Temporary Detailed Testing Supporting Refactoring

UnitTests andRegressionTests are good things. They provide confidence that program functionality is being maintained, allowing the programmer to RefactorMercilessly to improve the design.

I repeat: write the best unit tests you can. However, sometimes it is hard to write unit tests that provide full confidence. Or, sometimes such really precise unit tests can be written, but they need to be changed so often as interacting features are added to the code that they become a headache. (This often indicates that your features are too closely intertwined.) Or, sometimes "high level" tests that do not need to be constantly changed can be written, but they are either so abstract as not to inspire confidence during refactoring, or are computationally much slower to run.

TemporaryDetailedTestingSupportingRefactoring extends conventional unit testing as follows:

(1) Create really detailed tests, testing results that will not be expected to endure during normal program development.

E.g. I may record the full, exact, output of a simulator or unit under test as my "temporary gold" reference output at the beginning of simulation.

E.g. sometimes I keep some flavour of execution trace around as the "temporary gold" reference output.

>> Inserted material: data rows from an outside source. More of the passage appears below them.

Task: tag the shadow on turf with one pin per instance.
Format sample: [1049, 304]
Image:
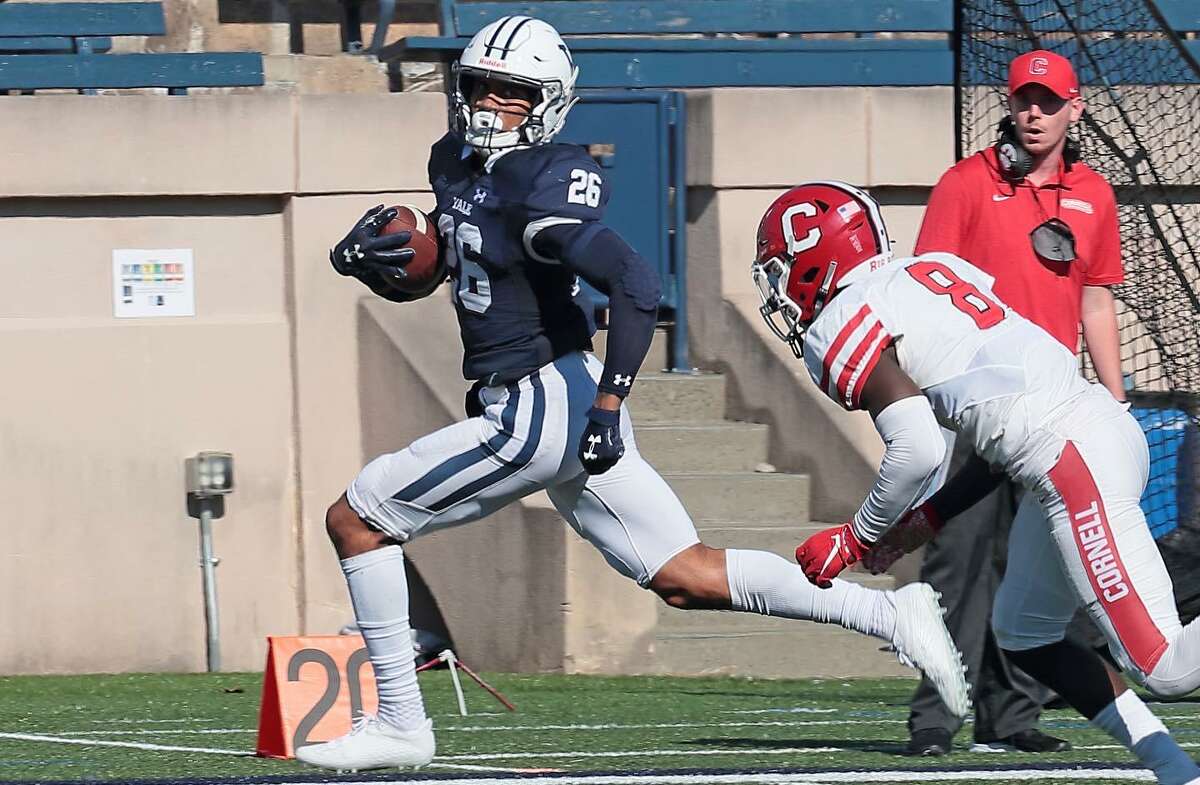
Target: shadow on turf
[886, 748]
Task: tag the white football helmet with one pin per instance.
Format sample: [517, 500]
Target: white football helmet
[528, 53]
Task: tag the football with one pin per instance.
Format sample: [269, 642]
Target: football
[426, 269]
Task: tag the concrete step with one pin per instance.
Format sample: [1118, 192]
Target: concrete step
[703, 447]
[742, 495]
[677, 397]
[793, 649]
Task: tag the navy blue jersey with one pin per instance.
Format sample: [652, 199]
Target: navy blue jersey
[516, 310]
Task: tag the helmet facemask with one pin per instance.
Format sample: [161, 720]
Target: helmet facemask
[778, 310]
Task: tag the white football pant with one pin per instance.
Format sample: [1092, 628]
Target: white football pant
[1097, 550]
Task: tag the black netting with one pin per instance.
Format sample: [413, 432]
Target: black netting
[1141, 131]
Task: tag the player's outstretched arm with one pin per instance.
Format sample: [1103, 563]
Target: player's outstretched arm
[913, 453]
[604, 259]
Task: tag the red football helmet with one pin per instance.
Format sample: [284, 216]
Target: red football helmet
[810, 240]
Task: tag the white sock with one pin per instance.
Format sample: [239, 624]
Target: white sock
[379, 594]
[762, 582]
[1128, 720]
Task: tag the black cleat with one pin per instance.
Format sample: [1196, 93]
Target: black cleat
[931, 742]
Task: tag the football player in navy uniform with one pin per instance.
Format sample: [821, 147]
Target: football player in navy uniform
[520, 220]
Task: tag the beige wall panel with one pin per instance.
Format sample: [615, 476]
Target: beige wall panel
[100, 567]
[148, 144]
[327, 355]
[112, 409]
[911, 133]
[238, 262]
[904, 225]
[388, 150]
[777, 137]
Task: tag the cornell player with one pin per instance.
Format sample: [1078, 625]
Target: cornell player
[520, 217]
[923, 341]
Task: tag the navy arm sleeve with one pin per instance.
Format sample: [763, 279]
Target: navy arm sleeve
[599, 256]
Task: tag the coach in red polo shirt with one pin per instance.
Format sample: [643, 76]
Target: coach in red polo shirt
[989, 209]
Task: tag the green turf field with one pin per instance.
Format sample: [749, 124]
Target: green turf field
[55, 729]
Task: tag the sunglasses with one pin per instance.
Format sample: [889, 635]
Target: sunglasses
[1054, 240]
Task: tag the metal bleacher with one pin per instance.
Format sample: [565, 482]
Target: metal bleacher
[701, 43]
[65, 46]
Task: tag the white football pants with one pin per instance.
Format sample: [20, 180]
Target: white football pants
[525, 442]
[1080, 537]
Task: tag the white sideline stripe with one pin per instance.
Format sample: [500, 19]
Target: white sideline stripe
[465, 767]
[768, 778]
[96, 742]
[641, 753]
[127, 721]
[167, 731]
[615, 726]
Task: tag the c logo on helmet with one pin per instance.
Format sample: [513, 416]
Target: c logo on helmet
[799, 245]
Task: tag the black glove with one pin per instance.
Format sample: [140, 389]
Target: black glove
[363, 249]
[473, 405]
[600, 447]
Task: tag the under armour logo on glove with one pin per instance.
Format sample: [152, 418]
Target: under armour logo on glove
[825, 555]
[600, 447]
[353, 255]
[363, 249]
[911, 532]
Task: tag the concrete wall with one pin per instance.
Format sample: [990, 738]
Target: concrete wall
[99, 571]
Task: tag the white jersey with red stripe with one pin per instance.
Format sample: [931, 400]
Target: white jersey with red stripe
[989, 373]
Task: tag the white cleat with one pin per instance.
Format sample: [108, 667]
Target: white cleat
[372, 743]
[922, 641]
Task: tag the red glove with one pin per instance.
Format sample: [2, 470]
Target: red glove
[825, 555]
[911, 532]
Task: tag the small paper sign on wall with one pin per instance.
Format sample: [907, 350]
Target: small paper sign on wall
[153, 282]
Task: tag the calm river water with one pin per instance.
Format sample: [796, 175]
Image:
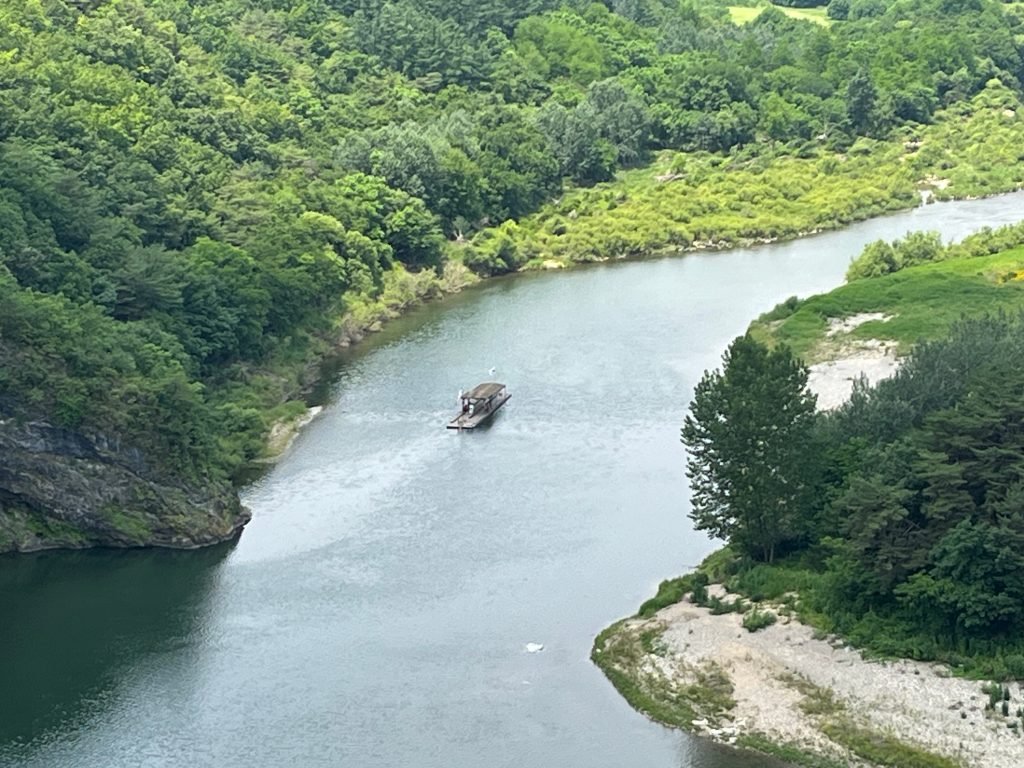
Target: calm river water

(2) While you are refactoring, you are not supposed to be making any functional or semantic changes to your program. Thus, the really detailed tests should not change results; the "temporary gold" output should not change.

(3) When you have finished refactoring, and return to adding features, you no longer run the detailed tests, because the results that the detailed tests check may vary. (Or, you may not be able to automatically check the detailed test results, although you may be able to, occasionally, manually inspect them.) During this phase, you will, of course, be running ordinary unit tests and regression tests.

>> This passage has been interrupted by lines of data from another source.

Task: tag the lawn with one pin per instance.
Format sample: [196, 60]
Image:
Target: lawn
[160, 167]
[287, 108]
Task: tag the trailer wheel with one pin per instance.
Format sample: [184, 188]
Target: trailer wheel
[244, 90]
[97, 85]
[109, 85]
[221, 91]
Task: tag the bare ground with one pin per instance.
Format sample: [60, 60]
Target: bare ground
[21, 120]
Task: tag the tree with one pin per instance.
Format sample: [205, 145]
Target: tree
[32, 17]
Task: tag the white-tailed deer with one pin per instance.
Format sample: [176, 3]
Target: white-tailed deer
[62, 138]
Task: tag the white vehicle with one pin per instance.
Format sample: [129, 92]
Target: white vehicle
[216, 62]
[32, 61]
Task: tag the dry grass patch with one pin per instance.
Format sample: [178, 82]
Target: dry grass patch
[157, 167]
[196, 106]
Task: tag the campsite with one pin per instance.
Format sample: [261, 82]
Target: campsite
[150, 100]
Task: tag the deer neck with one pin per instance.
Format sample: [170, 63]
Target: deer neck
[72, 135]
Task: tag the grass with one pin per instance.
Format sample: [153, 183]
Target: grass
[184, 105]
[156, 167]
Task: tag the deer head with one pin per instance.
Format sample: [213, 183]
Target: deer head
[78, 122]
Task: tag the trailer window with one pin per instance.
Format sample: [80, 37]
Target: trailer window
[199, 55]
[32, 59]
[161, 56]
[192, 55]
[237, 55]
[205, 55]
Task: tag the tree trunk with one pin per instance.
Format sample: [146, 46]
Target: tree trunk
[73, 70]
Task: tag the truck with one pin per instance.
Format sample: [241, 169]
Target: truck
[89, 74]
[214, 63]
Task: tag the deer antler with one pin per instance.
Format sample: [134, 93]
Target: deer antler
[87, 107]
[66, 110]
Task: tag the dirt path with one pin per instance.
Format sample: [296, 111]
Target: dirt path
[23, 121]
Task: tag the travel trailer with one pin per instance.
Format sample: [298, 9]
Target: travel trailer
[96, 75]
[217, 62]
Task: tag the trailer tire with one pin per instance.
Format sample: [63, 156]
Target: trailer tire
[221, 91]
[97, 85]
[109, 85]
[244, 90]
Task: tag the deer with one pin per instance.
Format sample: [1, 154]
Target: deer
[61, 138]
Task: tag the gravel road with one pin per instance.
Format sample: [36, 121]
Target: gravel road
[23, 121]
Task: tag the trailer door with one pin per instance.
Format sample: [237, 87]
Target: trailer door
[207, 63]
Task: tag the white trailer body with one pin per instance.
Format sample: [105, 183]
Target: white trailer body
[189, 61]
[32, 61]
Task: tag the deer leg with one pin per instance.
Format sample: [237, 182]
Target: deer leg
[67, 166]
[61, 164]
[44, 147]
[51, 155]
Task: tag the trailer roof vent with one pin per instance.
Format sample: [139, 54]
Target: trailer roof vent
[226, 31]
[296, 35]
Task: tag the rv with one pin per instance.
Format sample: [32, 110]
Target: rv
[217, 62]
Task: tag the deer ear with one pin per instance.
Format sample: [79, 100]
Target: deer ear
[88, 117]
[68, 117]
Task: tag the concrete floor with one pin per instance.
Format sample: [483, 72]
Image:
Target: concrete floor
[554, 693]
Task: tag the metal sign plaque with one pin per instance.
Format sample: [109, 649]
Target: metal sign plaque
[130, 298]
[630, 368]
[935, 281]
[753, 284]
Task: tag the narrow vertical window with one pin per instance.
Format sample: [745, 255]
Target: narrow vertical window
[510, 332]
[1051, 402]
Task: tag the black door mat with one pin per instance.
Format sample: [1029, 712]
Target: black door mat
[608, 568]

You can automate this process, creating a "detailed test scenario" whose output is recorded as "temporary gold" at the beginning of a refactoring episode, and automatically compared.


Certainly, *I* occasionally have problems writing sufficiently confidence inspiring tests. Perhaps I am just a lousy programmer, or a lousy test writer. Or, perhaps it is a characteristic of my problem domain. In any case, I have developed an extension to the test writing methodology, TemporaryDetailedTestingSupportingRefactoring, which I describe here, which provides increased confidence during MercilessRefactoring.

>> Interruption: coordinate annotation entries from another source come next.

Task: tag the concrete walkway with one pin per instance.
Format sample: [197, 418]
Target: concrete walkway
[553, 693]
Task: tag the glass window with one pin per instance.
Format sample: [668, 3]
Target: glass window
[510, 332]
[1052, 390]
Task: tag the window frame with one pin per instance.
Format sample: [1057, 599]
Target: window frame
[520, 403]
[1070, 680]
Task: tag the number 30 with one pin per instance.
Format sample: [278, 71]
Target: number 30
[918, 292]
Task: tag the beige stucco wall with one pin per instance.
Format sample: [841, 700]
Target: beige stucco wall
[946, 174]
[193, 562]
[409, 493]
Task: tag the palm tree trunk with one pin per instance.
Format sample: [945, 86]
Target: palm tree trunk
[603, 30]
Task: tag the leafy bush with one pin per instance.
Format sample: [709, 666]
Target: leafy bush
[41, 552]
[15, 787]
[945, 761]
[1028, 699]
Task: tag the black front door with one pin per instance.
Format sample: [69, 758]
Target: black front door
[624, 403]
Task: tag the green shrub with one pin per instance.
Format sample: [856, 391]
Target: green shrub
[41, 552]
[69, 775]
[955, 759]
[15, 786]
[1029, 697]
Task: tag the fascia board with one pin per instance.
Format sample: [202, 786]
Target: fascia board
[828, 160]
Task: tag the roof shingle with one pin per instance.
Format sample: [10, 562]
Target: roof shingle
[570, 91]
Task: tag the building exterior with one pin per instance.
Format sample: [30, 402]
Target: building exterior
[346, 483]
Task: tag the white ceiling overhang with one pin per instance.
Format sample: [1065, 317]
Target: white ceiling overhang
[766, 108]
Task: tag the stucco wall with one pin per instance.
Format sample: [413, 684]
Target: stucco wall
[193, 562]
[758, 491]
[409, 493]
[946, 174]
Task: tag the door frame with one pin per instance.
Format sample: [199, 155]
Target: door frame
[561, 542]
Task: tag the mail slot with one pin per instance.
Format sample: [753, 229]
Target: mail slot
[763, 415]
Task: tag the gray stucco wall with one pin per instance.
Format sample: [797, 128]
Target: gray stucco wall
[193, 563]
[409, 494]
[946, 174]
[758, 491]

First, a brief description of my problem domain, as motivation: ProblemsTestingPerformanceSimulators. I suspect that these characteristics of my problem domain, performance simulation, that make durable tests hard, also are present in some other problem domains.


TemporaryDetailedTestingSupportingRefactoring is "temporary" only in the sense that the detailed comparison of results in the test is temporary: the "golden reference" is expected to change over time.

However, the automated test suite setup is durable.


Recording an execution trace as the temporary golden output is a useful technique, but it is vulnerable to changes that permute the order of invocation of routines, or the order of output. Such changes are not exactly refactorings, since they are not 100% equivalent, but they are often necessary to clean up code for further design improvements.

Comparing detailed results, like cycle counts in a performance simulator, may be less vulnerable to invocation order changes.

Thus, it can be seen that we have a hierarchy of code transformations and tests.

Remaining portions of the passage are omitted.